Я всматривался в степь и поражался ее непроглядной глубине, ее бесконечности, трепеща от того, что сейчас из кромешного мрака кто-то догоняющий ее вступит наконец в пляшущий тенями, но ясный круг костра. Небосвод там, на краю, раздастся, серебряно сверкнет зарницей, и передо мной откроется неведомая и, может быть, последняя в мире тайна.
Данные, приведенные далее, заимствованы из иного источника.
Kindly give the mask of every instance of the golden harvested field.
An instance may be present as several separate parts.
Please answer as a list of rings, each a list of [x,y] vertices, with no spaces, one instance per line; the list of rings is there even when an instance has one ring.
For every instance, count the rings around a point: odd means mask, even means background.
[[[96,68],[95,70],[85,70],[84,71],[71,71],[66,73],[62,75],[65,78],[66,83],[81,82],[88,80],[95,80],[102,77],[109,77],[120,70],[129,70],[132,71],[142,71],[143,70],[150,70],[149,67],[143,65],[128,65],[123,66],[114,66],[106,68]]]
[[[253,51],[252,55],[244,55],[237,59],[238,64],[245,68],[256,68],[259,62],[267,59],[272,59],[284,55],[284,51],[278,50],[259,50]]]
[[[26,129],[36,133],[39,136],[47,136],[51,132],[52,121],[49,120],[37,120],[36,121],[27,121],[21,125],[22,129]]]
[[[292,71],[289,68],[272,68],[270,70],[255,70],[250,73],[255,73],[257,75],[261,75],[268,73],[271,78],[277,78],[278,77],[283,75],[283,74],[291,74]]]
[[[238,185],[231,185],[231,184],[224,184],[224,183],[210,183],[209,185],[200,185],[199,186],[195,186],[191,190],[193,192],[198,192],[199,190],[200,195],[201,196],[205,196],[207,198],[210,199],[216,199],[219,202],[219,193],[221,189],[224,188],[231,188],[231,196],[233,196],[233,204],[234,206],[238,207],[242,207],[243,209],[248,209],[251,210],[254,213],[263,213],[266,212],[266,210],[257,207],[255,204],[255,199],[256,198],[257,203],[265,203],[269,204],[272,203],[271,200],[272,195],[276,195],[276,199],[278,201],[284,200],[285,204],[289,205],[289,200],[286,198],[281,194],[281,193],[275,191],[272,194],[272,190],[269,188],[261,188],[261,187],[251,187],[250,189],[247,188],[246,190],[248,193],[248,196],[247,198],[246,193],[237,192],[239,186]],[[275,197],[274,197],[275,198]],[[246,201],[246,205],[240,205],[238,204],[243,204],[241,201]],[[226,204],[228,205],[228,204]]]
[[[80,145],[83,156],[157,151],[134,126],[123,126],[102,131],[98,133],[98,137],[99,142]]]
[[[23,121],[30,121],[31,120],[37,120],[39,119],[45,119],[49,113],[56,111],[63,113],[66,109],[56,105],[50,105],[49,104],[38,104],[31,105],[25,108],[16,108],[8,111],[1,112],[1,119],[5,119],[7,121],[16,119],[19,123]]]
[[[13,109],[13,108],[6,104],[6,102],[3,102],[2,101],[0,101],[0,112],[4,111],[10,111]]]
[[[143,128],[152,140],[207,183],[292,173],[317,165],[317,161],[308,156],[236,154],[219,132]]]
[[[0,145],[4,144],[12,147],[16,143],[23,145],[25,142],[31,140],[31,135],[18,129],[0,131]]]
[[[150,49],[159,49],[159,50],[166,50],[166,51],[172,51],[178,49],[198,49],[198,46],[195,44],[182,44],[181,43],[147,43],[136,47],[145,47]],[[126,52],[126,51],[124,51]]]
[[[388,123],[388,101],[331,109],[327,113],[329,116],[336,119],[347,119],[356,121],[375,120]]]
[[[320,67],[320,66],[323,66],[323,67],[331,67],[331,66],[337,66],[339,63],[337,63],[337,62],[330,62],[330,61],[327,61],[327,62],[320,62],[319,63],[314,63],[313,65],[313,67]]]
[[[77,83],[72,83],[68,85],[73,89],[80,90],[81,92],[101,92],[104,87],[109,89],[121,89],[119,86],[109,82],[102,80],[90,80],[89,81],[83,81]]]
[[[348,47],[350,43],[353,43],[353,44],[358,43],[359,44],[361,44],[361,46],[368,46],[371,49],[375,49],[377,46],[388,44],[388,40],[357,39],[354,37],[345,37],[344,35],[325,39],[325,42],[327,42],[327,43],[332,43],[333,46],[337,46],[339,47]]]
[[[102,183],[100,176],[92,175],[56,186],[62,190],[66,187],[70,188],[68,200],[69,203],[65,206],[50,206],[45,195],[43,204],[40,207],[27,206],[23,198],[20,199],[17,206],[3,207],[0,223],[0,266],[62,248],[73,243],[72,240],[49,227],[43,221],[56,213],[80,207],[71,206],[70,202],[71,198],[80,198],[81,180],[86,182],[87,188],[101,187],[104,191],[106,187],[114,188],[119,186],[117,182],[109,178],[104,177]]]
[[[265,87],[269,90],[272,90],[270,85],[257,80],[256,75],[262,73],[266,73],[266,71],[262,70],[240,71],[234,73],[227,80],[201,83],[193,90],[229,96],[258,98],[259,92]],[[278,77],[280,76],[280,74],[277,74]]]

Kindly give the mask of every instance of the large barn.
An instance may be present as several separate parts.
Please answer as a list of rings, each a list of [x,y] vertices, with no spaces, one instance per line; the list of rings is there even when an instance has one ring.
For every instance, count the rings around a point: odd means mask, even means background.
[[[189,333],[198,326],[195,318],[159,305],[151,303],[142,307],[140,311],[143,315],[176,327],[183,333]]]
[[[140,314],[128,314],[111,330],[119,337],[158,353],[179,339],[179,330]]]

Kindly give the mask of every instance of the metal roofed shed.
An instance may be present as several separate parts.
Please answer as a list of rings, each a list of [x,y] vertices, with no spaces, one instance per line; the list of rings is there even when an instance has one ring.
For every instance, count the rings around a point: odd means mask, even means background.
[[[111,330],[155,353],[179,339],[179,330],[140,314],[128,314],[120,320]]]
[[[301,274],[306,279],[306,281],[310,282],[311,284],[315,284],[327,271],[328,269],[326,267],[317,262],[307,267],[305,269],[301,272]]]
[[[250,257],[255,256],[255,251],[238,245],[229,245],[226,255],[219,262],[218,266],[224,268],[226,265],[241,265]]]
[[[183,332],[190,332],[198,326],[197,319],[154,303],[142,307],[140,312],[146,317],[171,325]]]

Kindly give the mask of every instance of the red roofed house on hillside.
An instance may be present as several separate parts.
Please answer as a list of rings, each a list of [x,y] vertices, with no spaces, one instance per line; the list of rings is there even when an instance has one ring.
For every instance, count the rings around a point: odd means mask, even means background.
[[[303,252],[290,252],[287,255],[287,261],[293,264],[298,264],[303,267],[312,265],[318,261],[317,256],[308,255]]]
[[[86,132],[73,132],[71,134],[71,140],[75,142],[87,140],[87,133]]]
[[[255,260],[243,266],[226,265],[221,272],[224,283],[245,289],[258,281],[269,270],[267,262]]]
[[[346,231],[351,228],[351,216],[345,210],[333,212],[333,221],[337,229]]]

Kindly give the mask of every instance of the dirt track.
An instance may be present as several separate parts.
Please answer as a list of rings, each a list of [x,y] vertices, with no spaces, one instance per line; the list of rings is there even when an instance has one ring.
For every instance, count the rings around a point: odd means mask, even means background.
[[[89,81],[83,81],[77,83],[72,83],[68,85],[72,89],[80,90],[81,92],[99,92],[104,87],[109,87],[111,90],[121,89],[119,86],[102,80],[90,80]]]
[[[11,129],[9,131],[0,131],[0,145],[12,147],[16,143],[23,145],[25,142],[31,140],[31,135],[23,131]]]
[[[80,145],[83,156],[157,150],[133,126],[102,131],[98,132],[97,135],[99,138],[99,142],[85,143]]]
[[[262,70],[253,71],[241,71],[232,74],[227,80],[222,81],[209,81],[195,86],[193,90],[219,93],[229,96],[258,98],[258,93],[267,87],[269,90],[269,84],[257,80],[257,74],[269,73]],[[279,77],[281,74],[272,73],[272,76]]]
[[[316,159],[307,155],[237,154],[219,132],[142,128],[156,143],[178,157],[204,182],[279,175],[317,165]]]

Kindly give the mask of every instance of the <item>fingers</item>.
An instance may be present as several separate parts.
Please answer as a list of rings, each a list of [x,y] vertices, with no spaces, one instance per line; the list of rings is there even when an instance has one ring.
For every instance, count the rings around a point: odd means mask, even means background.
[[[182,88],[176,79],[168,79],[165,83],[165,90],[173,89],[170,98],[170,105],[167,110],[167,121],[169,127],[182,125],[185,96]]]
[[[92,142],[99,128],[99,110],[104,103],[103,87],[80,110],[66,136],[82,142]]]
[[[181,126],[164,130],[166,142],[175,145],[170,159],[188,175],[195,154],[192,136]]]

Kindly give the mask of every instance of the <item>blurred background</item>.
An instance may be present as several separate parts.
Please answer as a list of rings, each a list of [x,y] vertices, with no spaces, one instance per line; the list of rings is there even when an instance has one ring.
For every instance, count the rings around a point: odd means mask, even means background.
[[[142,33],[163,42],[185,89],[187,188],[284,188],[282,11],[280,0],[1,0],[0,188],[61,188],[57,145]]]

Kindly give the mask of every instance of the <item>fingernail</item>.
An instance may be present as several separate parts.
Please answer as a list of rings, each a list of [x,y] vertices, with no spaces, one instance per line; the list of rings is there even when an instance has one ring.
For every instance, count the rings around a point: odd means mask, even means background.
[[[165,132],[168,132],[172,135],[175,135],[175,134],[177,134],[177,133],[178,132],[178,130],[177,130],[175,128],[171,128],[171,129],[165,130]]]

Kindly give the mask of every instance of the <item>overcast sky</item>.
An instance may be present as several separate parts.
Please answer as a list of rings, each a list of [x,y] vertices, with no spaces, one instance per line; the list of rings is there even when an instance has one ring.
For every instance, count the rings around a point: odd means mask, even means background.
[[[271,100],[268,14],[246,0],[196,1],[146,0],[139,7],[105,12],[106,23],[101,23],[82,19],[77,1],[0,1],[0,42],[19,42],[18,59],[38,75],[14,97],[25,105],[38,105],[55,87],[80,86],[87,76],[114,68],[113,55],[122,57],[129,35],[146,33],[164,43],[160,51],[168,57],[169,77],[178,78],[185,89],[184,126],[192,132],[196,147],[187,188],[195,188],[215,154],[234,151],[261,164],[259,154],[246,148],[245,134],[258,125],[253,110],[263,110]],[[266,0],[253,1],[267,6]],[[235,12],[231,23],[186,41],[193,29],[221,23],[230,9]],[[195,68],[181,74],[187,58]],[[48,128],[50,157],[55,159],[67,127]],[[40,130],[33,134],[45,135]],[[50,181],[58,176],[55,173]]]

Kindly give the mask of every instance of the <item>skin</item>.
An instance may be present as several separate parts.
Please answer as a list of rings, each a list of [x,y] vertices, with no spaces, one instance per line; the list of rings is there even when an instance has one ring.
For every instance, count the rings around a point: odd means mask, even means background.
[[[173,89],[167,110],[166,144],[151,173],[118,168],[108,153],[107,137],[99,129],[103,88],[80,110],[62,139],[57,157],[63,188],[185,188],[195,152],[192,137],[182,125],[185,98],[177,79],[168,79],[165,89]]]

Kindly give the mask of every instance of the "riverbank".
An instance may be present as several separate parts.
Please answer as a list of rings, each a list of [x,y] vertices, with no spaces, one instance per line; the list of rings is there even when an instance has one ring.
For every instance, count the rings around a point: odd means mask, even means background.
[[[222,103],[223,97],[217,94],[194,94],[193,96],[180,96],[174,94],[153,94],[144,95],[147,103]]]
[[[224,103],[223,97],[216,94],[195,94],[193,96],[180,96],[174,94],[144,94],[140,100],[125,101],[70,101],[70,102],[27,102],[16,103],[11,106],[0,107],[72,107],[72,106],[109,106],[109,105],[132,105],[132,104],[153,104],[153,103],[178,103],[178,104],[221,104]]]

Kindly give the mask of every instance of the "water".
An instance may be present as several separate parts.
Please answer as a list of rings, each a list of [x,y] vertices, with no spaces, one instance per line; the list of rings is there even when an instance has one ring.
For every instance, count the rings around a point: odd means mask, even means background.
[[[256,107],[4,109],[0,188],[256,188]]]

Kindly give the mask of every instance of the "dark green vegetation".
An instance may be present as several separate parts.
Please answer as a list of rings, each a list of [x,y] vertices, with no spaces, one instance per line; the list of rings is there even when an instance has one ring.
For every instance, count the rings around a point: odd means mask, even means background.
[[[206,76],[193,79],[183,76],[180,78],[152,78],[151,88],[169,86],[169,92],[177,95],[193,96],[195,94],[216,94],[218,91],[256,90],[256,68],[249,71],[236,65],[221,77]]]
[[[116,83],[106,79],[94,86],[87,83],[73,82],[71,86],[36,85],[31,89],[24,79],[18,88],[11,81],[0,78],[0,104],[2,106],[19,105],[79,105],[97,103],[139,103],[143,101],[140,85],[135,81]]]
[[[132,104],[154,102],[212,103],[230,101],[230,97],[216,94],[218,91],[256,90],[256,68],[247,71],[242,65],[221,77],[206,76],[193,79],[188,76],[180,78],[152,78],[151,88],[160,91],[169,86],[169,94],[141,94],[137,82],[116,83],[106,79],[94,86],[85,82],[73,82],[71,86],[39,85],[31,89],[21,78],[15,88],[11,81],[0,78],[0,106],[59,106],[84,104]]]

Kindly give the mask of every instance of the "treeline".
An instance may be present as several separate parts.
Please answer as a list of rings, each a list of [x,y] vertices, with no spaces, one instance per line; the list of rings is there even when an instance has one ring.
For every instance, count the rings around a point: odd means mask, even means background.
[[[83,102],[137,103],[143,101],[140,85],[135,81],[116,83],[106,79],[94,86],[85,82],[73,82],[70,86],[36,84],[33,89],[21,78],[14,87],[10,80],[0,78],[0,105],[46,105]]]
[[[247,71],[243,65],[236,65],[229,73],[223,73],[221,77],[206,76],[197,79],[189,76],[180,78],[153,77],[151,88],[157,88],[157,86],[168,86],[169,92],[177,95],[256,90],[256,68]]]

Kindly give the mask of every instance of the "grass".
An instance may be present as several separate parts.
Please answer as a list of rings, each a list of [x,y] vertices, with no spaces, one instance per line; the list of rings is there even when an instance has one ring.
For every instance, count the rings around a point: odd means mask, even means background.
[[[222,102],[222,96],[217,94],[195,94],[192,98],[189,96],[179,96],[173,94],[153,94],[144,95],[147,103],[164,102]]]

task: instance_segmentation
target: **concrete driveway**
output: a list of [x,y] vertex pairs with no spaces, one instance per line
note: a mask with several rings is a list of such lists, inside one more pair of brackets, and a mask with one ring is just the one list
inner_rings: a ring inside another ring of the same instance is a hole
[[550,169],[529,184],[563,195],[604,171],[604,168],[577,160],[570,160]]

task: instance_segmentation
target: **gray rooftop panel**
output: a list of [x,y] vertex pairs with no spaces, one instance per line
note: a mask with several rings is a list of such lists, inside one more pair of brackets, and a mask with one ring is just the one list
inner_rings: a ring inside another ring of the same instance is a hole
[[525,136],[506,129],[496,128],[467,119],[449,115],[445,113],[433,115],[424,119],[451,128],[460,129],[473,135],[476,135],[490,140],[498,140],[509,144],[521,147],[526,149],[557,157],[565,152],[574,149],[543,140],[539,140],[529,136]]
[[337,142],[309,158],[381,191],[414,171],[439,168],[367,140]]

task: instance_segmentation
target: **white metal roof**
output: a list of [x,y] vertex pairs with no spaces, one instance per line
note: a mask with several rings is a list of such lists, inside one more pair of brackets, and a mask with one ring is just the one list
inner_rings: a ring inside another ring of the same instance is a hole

Пустынность степи была обманчивой. В ней еще теплилась жизнь, несмотря на непогоду. Поблизости зловеще ухала и кричала птица, сыто и щедро хлюпал дождь, матовые отблески зарниц лепили из темноты угрюмые курганы, похожие на шлемы витязей. Звуки, напоминавшие лавинный топот копыт, то и дело накатами будоражили и пугали слух.
Вертинский пропел последний куплет. Легким случайным жестом он поправил лацканы смокинга и манжеты, строго кивнул Брохесу, который с удвоенной энергией навалился на клавиатуру. Сутулая и напряженная спина аккомпаниатора раскачивалась и, казалось, вкладывала невероятные усилия в игру, а из-под пальцев между тем выскальзывала еле слышная тонкая — изысканная — мелодия, которую можно было, я полагал, извлекать и слабым прикосновением. Вертинский совершил ниспадающее плавное движение рукой, и на эстраде теперь очутилось как бы двое: он — Вертинский и она — незнакомка, высокая, гибкая, в вечернем платье. Он пригласил незнакомку за столик на веранде, над розовым морем, и они принялись обсуждать свои любовные неудачи, попивая шампанское.